When we are taking risks and pursuing what matters to us, when we are intimately connected with others, there is no question we will run into obstacles. Often and unavoidably. So when something is not unfolding as we intended, how can we respond in a way that taps into our resilience and focus on moving forward? One of the most important things we can do is pay attention to what we are telling ourselves in challenging moments. Is the internal dialogue after a set back some version of “I’ll never get this right. Things always go badly?" Or something along the lines of, “this is manageable, I just need to figure it out.” Faulty assumptions or negative self-talk undermine our ability to recover, and adversely impact outcomes.
It helps to have a a strategy for recovery and to practice the skills of resetting.

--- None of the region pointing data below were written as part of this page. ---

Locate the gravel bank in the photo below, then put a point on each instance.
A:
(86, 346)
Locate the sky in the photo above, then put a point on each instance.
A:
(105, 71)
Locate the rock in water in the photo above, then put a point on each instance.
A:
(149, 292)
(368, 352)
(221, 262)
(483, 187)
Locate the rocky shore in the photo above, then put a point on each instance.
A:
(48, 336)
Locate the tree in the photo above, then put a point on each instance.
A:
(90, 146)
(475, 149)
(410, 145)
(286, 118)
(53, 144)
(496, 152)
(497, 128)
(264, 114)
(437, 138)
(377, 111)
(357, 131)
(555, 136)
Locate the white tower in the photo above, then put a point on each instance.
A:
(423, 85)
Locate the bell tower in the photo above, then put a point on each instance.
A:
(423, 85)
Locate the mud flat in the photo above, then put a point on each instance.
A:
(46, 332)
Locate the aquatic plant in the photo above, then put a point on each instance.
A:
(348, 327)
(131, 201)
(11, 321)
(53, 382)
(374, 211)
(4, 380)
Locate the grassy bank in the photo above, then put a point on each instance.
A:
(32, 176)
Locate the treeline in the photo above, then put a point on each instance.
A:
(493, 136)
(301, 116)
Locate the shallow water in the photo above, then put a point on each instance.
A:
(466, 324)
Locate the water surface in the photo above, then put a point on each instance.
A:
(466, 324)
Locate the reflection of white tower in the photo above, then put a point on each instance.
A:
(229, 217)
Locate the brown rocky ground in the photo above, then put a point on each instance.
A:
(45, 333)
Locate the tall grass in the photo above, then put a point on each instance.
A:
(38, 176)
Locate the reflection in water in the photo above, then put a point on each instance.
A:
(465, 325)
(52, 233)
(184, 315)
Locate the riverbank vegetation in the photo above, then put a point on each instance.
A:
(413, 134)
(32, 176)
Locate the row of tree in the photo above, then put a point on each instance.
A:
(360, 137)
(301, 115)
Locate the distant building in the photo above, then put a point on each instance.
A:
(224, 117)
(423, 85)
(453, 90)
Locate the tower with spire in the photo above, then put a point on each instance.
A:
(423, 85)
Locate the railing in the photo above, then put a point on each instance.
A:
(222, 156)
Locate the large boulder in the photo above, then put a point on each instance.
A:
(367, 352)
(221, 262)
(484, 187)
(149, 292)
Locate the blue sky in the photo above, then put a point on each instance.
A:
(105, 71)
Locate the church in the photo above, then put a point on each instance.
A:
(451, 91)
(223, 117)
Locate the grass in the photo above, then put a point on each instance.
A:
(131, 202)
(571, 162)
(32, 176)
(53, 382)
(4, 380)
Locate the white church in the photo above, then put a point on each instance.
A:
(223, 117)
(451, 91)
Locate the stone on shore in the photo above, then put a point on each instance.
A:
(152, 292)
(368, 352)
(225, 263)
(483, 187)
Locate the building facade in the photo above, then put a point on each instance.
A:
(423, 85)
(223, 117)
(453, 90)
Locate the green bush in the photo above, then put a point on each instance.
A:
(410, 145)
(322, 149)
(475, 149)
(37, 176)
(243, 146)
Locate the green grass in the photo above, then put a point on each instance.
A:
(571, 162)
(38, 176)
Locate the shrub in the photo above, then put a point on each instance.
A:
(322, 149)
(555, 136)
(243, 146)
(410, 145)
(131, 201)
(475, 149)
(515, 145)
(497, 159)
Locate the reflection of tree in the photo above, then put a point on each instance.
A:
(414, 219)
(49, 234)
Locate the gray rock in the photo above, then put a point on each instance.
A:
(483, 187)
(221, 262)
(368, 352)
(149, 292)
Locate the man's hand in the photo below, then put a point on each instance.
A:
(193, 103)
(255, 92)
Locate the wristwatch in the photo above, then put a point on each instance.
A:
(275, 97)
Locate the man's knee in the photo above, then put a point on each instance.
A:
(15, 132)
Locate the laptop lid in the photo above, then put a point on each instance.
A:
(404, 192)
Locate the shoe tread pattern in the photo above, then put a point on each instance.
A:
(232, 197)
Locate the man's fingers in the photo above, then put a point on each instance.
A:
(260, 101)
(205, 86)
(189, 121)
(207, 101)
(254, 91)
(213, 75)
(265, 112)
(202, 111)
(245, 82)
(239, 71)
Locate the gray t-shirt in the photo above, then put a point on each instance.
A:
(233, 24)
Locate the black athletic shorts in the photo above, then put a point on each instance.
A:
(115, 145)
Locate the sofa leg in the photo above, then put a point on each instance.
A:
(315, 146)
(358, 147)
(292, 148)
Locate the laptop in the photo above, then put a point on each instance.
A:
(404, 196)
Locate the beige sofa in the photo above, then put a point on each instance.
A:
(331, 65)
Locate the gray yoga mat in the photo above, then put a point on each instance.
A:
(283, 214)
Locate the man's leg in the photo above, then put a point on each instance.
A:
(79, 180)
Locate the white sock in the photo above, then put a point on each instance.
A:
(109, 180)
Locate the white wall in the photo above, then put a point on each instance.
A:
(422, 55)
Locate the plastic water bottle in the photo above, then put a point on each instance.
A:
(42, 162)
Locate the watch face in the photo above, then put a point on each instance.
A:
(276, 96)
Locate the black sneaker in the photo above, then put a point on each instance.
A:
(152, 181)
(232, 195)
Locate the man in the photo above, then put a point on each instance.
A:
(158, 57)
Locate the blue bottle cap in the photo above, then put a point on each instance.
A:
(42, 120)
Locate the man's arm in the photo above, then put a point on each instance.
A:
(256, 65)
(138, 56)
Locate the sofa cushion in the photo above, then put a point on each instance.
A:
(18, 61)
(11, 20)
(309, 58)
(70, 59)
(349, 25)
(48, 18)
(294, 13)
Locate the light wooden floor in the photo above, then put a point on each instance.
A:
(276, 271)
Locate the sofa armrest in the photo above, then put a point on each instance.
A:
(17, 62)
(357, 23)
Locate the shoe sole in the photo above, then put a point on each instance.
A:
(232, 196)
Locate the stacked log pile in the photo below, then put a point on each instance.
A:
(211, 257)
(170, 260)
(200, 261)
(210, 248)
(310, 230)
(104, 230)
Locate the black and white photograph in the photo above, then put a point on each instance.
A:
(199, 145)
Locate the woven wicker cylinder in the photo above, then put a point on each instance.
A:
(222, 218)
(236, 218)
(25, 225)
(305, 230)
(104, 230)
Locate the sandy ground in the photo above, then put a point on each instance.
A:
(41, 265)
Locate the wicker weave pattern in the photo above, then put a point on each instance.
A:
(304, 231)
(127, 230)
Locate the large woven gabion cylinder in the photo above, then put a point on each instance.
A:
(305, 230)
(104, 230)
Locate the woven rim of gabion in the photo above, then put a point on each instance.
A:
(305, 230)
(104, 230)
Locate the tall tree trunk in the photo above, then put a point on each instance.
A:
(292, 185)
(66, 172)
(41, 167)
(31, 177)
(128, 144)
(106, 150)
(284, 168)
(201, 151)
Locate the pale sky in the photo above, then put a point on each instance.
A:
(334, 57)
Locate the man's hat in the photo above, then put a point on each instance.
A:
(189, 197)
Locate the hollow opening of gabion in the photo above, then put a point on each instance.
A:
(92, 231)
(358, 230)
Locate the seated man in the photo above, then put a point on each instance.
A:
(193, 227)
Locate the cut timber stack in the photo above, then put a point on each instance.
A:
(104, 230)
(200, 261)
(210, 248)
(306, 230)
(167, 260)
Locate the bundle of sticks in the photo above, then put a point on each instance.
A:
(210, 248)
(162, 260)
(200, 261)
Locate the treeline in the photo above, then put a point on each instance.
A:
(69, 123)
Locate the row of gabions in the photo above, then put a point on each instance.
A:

Here are some questions that may help us get out of our own way - for positively reengaging and moving forward:
• What specifically am I reacting to?
• Is my reaction going to change anything (or make it more manageable or unmanageable)?
• Is how I’m responding going to help me resolve the issue or prevent the situation from happening again?
• Does it serve me to keep thinking this way? Why or why not? Are there alternatives?
• Is there another lense I can view this through that will help me move forward?
• Is what I’m telling myself about this situation true? What is faulty about what I’m thinking and what is accurate?
• Is there a way I’m protecting myself by continuing to believe this?
• Is my thinking performative or organized around how I feel I am supposed to manage something, or does it genuinely reflect my own values, wants and needs?
• Is my thinking driven by shame or fear? Can I move to a place of self-compassion or optimism?
• What piece of what I’m struggling with do I have some control over and what piece can not be changed? Is there anything I can let go of right now?
• Am I falling into all or nothing thinking by not recognizing where I can move the needle to some degree or make things a little bit more manageable for myself?
• Is perfectionism keeping me from seeing a situation accurately or recognizing what aspects I am managaing well?
Exploring these types of questions can help us assess what we can and can’t influence, as well as identify what we can do that may improve a situation. When we hit that roadblock it’s a good time to take a step back and reassess. A growth mindset reminds us there is an opportunity in these struggles. It can be the difference between doubling down on your efforts or giving up.
While recovering and resetting may mean you don’t move forward exactly the way you planned, hitting pause and assessing what is working and what isn’t helps you refocus. It’s about course correction, rather than chasing perfection.
Other tools for recalibrating may include:
• Constructing an amended goal. Not going so big. Identifiying manageable steps. We abandon plans too often because they are too ambitious or we overshoot. Recover by simplifying, working on what you can control, and executing on a smaller version for now.
• Knowing the difference between accountability and self-recrimination. Accountability involves taking stock of behavior and choices, and what worked and what didn’t. It recognizes there is a margin for error. Recrimation is blaming and shaming. There is no good path from beating ourselves up and it leaves us with very little capacity for objectivity, healthy risk taking, or problem-solving.
• Critically assessing what is getting in the way of getting back on track. Is it anxiety, vulnerability, boredom, thinking that it’s too much work, or making assumptions about how it’s going to play out? Take some time and space to figure out what may be holding you back.
• Practicing self-compassion. While you may want to be doing things differently, or better, than you are, recognize that our competency comes most often from how we choose to respond to challenges rather than performing perfectly. Setbacks are unavoidable when we are stretching ourselves, and the way we navigate these struggles are often how we develop frustration tolerance, persistence, flexibility and confidence. It’s how we endure the difficult moments that shape us.
• Recognizing progress. Scan for strengths: what are you getting right? What are you proud of? What small shifts have been made, what has been done well, and where have you adapted? When we focus on growth and growing, we combat that negative internal dialogue, and build muscle memory around our competencies.
Resilience isn’t a finite strength, and it’s not an inherent trait. It’s something that can be developed with purpose and practice, trial and error. In these uncertain times, with the many challenges we face – as we are out there finding our way culturally, interpersonally, professionally, academically – give yourself the opportunity to reset and recover. You’ll be better for it.